Abaixo a poluição da linguagem: ecologia, orgânico, verde
A propósito da Rio+20, escrevi um glossário de termos “verdes” para a edição de VEJA que está nas bancas. Aí vão três amostras de palavras com algo em comum: obedecendo a motivações políticas ou comerciais, todas se distanciaram semanticamente de seu ponto de partida etimológico – o que é perfeitamente sustentável. Só que hoje, de […]

A propósito da Rio+20, escrevi um glossário de termos “verdes” para a edição de VEJA que está nas bancas. Aí vão três amostras de palavras com algo em comum: obedecendo a motivações políticas ou comerciais, todas se distanciaram semanticamente de seu ponto de partida etimológico – o que é perfeitamente sustentável. Só que hoje, de tão abusadas, elas correm o risco de virar meros termos fetichistas em campanhas publicitárias. Poluição dá na linguagem também.
Ecologia – A palavra estreou num dicionário de português em 1928, segundo o Houaiss. Cerca de meio século, portanto, depois de ser criada pelo zoólogo alemão Ernst Haeckel como Ökologie (a partir do grego oikos, “casa, habitação”), para designar o nascente estudo das relações entre seres vivos e meio ambiente. A princípio um termo científico de uso restrito, caiu na linguagem comum nos anos 1960, com os primeiros movimentos da voga ambientalista. Em inglês, data de 1969 o primeiro registro do elemento “eco” como formador de novos vocábulos dotados de uma aura ambientalmente correta, como em ecoturismo, ecodesign, ecoeficiência etc. Abusaram tanto do truque que um dos tiros acabou saindo pela culatra: nasceu o ecochato.

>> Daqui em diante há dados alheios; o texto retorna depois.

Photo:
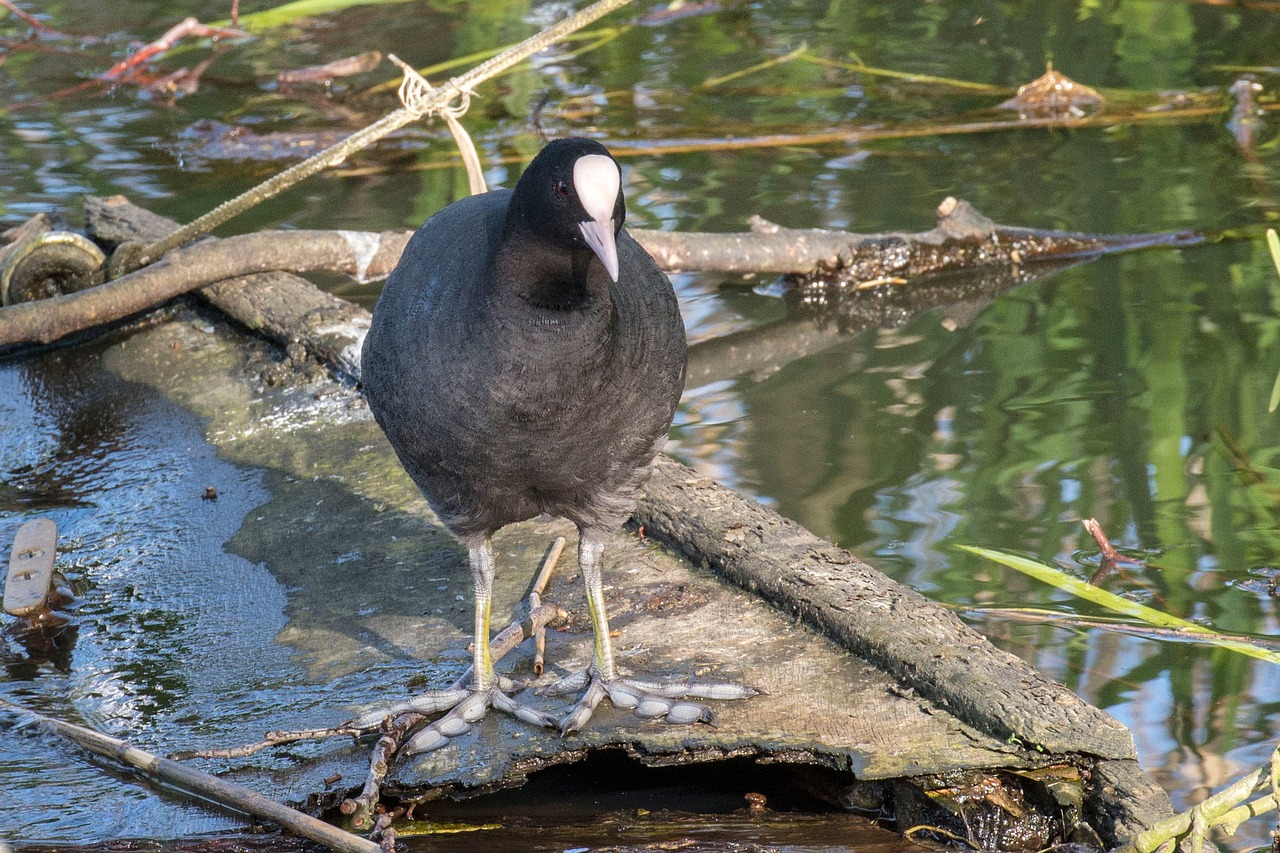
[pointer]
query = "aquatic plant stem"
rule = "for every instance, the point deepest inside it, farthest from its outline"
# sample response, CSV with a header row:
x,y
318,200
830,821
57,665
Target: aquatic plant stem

Orgânico – A palavra veio do latim organicus, que tinha significado bem diferente: “relativo a instrumento musical”. Foi provavelmente por influência do francês que ganhou o sentido de “relativo aos órgãos dos seres vivos”. A expressão “agricultura orgânica” surgiu na Inglaterra em 1940, por oposição a “agricultura química”, para designar aquela que dispensava agrotóxicos e adubos químicos (e mais tarde sementes geneticamente alteradas). A princípio uma atividade pouco mais que artesanal, começou a se expandir comercialmente nos anos 1970. Hoje, como “eco” e “verde”, o adjetivo se reveste de conotações fetichistas e marqueteiras: ser orgânico significa ser mais caro, além de supostamente mais saudável, embora “o atual estágio das evidências científicas não corrobore esse ponto de vista”, segundo a agência de alimentos britânica, a Food Standards Agency. Isso levou à proliferação em todo o mundo, nos últimos anos, de selos com variados graus de confiabilidade para atestar o que realmente merece ser chamado de orgânico.
Verde – A palavra está entre as mais antigas de nossa língua: vinda do latim virides, surgiu já no século 10, época que é considerada uma espécie de pré-história do português. Além da cor, nomeava as matas e, por extensão, a “natureza” em geral. Mas foi preciso esperar a ascensão dos movimentos ambientalistas, nos anos 1960, para que a palavra começasse a ganhar projeção internacional com a acepção de “ecológico, que tem preocupações ambientais”. A organização Greenpeace (literalmente, “paz verde”) foi fundada em 1971. Os primeiros partidos verdes europeus datam do fim daquela década. Hoje o sentido ambientalista de “verde” está tão consagrado que a palavra virou bordão publicitário. Todo mundo quer ser verde, o que leva governos e organizações não-governamentais a criar uma profusão de “selos verdes” para certificar produtos e empresas que, segundo critérios variados, têm o direito de se proclamar assim.